Selective opening of the mitochondrial adenosine triphosphate sensitive potassium (mitoK ATP ) channels with BMS‐191095 is an effective way to induce tolerance against ischemia and other lethal stimuli. Previous works from our laboratory demonstrated that glutamate‐induced free radical production was completely abolished in BMS‐191095 preconditioned neurons, suggesting that improved free radical scavenging capacity plays an important role in the neuroprotective effect of BMS‐191095. The objective of our present in vitro study was to identify potential effectors of BMS‐191095 induced neuroprotection. Cortical neurons of 18‐day old Spraque‐Dawley rat fetuses were cultured in B27 supplemented Neurobasal medium. After 14 days in vitro the neuronal cultures were treated with BMS‐191095 (50 μM) once a day for 1, 2, or 3 days, then the cells were harvested, and protein was isolated. The expression of catalase, manganese dependent superoxide dismutase (Mn‐SOD), Bcl‐2, and heat shock protein 70 (HsP‐70) was analyzed using Western blotting.
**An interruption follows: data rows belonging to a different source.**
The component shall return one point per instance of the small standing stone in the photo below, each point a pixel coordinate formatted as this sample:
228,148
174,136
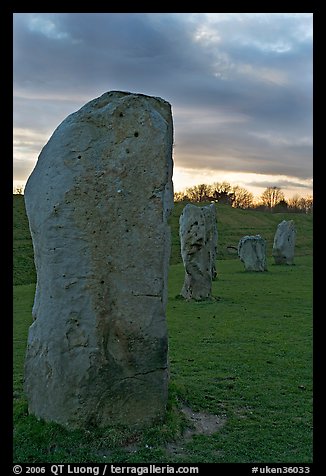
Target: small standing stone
284,242
198,237
252,252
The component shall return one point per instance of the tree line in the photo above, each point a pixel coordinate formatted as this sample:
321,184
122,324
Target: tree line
271,199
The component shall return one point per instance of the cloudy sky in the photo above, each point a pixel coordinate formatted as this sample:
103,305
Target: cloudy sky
240,86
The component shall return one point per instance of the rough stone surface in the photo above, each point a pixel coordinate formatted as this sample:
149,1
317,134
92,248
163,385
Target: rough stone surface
252,252
198,237
97,203
284,242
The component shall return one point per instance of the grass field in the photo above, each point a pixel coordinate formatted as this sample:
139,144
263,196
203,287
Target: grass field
244,357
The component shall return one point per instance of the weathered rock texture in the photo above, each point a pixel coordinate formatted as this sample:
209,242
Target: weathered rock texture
284,242
198,237
252,252
97,202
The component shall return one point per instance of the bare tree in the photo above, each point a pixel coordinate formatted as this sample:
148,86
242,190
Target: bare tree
222,192
198,193
271,197
18,190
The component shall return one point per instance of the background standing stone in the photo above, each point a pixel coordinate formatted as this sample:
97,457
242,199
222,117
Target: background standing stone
97,203
198,237
284,242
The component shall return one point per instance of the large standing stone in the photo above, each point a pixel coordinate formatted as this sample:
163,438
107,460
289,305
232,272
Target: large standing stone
198,237
252,252
98,202
284,242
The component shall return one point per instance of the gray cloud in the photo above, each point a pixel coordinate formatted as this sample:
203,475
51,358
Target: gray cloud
240,85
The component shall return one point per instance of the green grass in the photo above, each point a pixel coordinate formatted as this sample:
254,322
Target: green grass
234,223
245,356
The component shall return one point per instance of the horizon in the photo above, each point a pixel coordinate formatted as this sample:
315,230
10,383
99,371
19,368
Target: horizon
240,88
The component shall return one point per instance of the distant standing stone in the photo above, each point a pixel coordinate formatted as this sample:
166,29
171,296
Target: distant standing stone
198,237
98,202
252,252
284,242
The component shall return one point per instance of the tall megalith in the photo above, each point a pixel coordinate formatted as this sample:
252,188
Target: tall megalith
284,242
198,238
98,202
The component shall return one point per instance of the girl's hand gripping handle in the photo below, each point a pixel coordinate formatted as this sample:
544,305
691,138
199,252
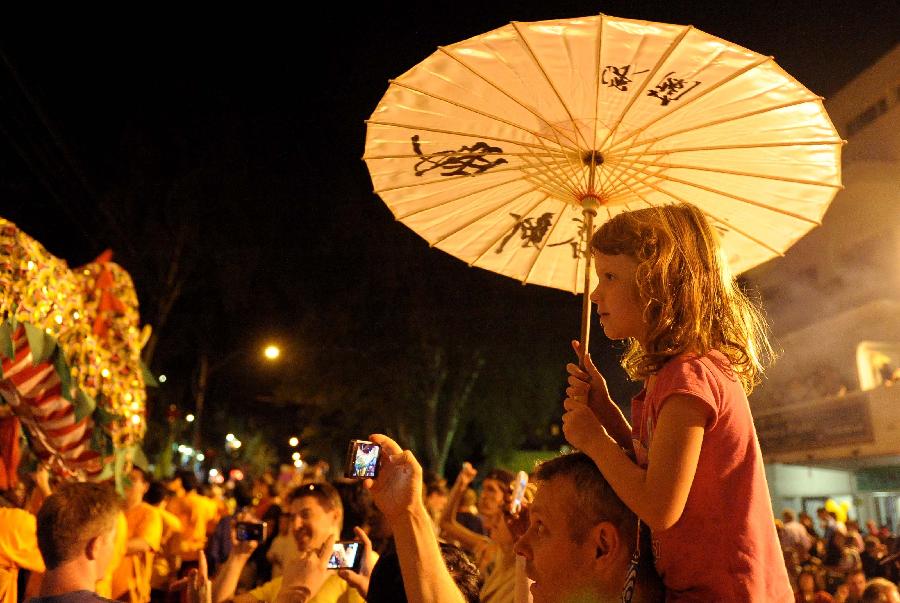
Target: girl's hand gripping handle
587,386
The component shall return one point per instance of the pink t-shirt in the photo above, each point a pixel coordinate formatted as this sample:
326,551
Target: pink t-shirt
724,547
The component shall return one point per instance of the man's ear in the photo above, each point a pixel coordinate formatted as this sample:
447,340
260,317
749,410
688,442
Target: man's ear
605,541
91,548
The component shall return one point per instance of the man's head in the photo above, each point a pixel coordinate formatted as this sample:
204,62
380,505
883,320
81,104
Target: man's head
316,513
880,590
78,522
581,536
856,584
386,582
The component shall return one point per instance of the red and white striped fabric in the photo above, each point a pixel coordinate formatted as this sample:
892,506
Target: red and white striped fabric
35,394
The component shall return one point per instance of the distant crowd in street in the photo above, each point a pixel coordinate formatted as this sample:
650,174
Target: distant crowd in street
672,505
178,540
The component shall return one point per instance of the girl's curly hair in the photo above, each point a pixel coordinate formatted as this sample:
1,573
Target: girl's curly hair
690,299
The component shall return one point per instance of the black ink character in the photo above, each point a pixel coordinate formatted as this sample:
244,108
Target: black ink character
532,230
617,77
467,161
578,243
672,88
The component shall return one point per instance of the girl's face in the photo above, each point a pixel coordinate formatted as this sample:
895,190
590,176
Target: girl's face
616,296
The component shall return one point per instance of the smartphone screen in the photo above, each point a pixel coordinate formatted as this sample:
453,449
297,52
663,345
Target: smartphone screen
519,486
344,555
362,459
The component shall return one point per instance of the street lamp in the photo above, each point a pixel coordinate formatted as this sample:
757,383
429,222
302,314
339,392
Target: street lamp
271,353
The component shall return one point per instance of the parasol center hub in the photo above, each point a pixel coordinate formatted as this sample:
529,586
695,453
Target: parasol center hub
592,158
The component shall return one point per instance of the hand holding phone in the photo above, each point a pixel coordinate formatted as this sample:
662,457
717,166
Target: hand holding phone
362,459
346,554
519,487
251,530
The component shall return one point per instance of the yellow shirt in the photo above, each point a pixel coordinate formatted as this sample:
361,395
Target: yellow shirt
104,584
334,590
132,578
195,512
164,561
18,548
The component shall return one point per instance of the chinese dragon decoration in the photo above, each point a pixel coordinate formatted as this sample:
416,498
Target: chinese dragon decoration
72,376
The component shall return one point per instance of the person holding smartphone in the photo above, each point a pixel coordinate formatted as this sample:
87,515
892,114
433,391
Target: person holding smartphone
316,516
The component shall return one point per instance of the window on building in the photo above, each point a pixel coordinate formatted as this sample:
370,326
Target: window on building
878,363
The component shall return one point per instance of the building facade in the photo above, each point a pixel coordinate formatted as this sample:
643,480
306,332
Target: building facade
828,413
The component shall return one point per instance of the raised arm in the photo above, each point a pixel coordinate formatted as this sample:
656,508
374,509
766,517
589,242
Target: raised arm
397,492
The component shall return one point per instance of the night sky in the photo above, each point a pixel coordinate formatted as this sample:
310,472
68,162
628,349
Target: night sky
266,109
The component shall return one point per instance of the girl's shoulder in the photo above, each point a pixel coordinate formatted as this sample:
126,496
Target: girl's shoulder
713,361
704,375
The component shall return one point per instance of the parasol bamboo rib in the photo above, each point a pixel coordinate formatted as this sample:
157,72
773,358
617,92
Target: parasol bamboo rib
553,128
728,147
520,143
712,123
450,233
709,189
561,187
596,83
420,210
740,173
659,63
543,246
446,179
499,89
543,71
679,199
691,99
472,109
414,155
482,253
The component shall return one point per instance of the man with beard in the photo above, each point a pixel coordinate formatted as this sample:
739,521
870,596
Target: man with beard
316,517
581,538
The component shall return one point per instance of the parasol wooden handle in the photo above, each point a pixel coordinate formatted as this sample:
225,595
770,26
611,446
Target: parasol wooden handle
589,210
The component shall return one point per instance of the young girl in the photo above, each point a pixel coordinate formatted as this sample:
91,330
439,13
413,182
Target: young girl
696,341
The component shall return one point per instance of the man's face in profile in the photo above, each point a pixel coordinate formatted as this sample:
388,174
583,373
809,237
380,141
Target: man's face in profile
559,565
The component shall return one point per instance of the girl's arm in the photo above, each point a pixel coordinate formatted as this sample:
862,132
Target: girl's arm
588,385
658,494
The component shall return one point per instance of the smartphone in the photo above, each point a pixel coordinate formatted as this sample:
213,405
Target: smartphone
362,459
251,530
346,554
519,486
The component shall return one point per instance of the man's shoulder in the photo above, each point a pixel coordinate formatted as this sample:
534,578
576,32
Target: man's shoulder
77,596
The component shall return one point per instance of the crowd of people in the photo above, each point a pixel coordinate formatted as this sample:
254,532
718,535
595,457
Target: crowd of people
573,539
672,505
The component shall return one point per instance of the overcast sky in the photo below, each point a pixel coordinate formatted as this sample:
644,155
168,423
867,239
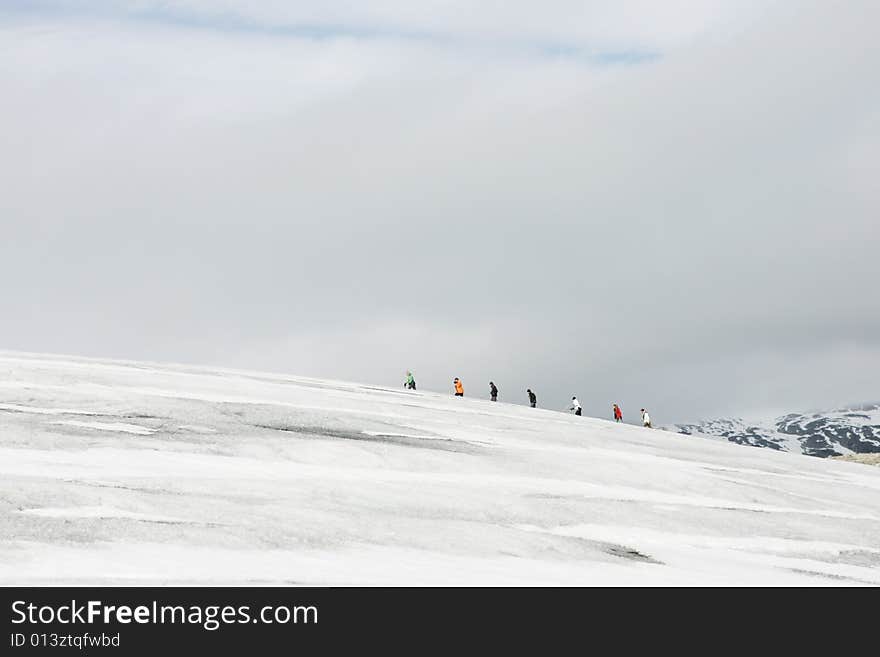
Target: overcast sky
673,205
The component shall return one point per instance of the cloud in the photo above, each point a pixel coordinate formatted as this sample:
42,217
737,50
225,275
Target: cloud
695,233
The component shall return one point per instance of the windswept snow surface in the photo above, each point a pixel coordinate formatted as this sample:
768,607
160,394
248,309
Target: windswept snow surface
185,475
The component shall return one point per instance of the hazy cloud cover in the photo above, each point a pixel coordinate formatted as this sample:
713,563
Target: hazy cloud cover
672,205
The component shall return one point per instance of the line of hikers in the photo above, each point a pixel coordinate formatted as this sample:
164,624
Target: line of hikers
576,408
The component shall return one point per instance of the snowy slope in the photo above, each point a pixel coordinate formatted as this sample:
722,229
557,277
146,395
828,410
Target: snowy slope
850,430
115,472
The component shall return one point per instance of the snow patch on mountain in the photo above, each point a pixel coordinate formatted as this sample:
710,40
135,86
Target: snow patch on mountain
254,478
850,430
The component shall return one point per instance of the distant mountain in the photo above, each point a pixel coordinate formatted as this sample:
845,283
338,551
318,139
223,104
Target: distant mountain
851,430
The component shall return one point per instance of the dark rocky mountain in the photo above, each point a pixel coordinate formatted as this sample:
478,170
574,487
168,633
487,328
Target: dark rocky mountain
854,429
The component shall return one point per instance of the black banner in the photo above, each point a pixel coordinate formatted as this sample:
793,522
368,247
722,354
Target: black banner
134,621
Treatment with BMS‐191095 resulted in a dose‐dependent elevation of catalase expression, whereas the protein level of Mn‐SOD, Bcl‐2, and HsP‐70 did not change. Our results indicate that catalase may play a role in the improved free radical scavenging capacity of neurons after treatment with the mitoK ATP opener BMS‐191095. Supported by NIH grants (HL‐50587, HL‐65380, HL‐77731) for D. W. Busija.